Adalet anlayışının zayıfladığı toplumlarda birey ve toplum kaosa sürüklenir. “Adalet mülkün temelidir” ilkesi lafta kaldı mı böyle bir toplumda huzurdan bahsetmek imkânsızdır.
Bireysel özgürlüklerin tehdit altında olduğu toplumlarda mutluluktan söz etmek olanaksızdır. Anarşi ve terör mutluluğun can düşmanıdır. Ondan nemalanır.
Mutlu insan can ve mal emniyeti sağlanmış toplumlarda yetişir. Hak hukuk anlayışının yitirildiği toplumlarda, bireyin mutluluğundan bahsedilemez.
Bugün Dünyada mutluluk bakımından bireysel ve toplumsal amaca ulaşmış ülke yok gibidir. İnsanlık her zamankinden daha çok, günümüzde bireysel ve toplumsal mutluluğa muhtaçtır.
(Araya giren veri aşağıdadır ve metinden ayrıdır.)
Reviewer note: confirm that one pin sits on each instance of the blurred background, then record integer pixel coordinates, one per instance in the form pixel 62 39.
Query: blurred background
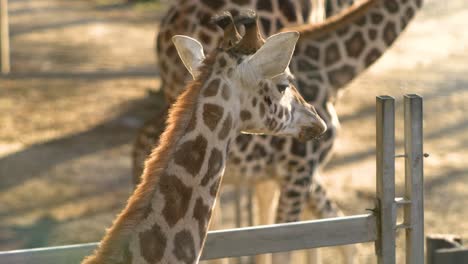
pixel 84 78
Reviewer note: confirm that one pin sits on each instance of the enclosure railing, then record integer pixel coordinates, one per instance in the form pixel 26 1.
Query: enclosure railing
pixel 380 226
pixel 4 38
Tarih insanoğlunun mutluluğu aramak için giriştiği uğraşı ve serüvenlerden ibarettir, diyebiliriz. Tarih boyunca düşünce üreten felsefeci, düşünür ve edebiyatçılar mutluluk üzerine çok söz söylemişlerdir. Belki hepsi doğrudur. Mutlaka eksiği vardır. Her söylenen söz, bir evvelki söylenen sözün eksiğini tamamlamakta.
“Mutluluk kendiliğinden gelmez. Onun için emek sarf etmek lazımdır. Mutluluk mutlu anlardan oluşur. Sürekli değildir. İnsanın ancak mutluluğa temayüllü olması diye bir durum vardır. Mutluluk sonsuz bir yaşam değil onlarla başa çıkabilme yeteneğidir.”
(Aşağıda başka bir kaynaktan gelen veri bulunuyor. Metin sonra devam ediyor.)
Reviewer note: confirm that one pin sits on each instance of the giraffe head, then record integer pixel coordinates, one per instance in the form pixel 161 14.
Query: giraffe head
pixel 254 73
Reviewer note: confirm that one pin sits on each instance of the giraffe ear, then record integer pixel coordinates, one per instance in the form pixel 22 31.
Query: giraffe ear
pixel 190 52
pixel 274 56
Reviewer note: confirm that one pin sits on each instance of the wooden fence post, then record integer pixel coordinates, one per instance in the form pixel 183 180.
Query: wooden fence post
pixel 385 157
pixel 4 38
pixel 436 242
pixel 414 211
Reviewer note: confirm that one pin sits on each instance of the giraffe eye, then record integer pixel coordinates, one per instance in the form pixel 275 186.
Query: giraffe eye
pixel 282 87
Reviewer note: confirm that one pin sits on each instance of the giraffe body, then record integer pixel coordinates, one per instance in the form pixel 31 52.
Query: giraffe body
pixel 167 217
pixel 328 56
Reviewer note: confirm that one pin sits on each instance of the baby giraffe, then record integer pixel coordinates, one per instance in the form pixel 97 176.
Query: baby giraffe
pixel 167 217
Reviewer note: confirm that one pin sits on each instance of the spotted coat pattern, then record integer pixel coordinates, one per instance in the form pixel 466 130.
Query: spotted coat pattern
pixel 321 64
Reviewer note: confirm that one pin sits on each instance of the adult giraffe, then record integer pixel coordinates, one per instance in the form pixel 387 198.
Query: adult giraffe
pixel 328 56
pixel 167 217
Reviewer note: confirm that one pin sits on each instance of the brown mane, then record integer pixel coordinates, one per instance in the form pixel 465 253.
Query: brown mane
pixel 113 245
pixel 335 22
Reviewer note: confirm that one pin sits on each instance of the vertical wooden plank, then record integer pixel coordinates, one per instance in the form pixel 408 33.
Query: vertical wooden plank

Platon “mutluluğun özü iyiyi arayıp bulmak” derken Kiekeguard “ bilinç arttıkça insan mutsuzlaşır” der.
Chopenhauer’a göre mutluluk “mutsuz olmamaktır” ve bu kafidir.
Montesguie” mutluluk varacağımız bir istasyon değil bir yolculuk biçimidir.” Der.
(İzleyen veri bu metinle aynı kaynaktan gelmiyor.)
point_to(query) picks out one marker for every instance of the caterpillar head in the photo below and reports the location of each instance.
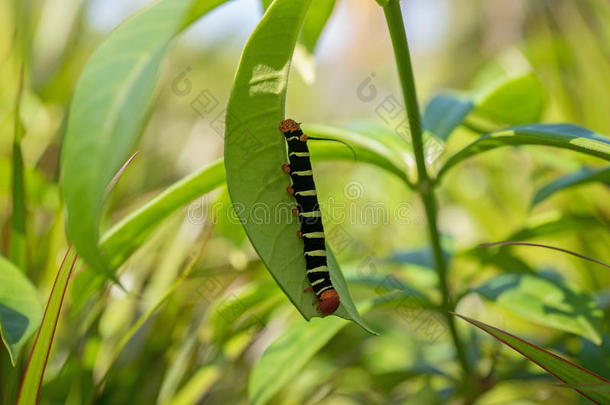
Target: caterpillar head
(329, 302)
(289, 125)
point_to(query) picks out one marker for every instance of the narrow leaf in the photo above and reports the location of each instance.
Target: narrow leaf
(558, 367)
(34, 373)
(20, 308)
(255, 150)
(566, 136)
(18, 248)
(445, 112)
(583, 176)
(545, 302)
(288, 354)
(120, 241)
(512, 100)
(315, 21)
(508, 100)
(111, 103)
(197, 386)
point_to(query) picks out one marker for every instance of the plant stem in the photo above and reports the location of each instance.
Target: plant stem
(394, 19)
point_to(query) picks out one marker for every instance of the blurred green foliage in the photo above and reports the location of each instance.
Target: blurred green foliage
(205, 344)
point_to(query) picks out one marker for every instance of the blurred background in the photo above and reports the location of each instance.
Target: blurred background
(455, 44)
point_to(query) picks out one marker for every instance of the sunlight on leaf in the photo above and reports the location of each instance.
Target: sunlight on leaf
(20, 308)
(583, 176)
(255, 150)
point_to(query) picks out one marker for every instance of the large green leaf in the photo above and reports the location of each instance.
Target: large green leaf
(560, 368)
(508, 100)
(111, 103)
(566, 136)
(445, 112)
(255, 150)
(34, 373)
(20, 308)
(545, 302)
(317, 16)
(583, 176)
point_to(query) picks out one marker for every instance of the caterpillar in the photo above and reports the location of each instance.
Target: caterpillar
(303, 189)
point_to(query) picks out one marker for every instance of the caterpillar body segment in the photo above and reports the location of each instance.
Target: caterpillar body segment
(303, 189)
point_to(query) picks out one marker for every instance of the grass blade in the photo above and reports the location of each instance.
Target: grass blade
(34, 373)
(558, 367)
(566, 136)
(18, 241)
(111, 104)
(583, 176)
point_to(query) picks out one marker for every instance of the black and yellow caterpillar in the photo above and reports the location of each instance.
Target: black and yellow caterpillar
(303, 189)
Andre Mausois “insanın beklemekte olduğu mutluluk tatmakta olduğu mutluluktan daha güzeldir”.der,
Nevvton “mutluluğun formülü gerektiğinde önemsiz şeylerle meşgul olabilmektir” der.
Senecu “Para ile satılan alınan mutluluk daha fazla para karşısında yenilir”der.
Byron son sözü söyler “ Mutluluğu tutmanın tek yolu, onu paylaşmaktır” der.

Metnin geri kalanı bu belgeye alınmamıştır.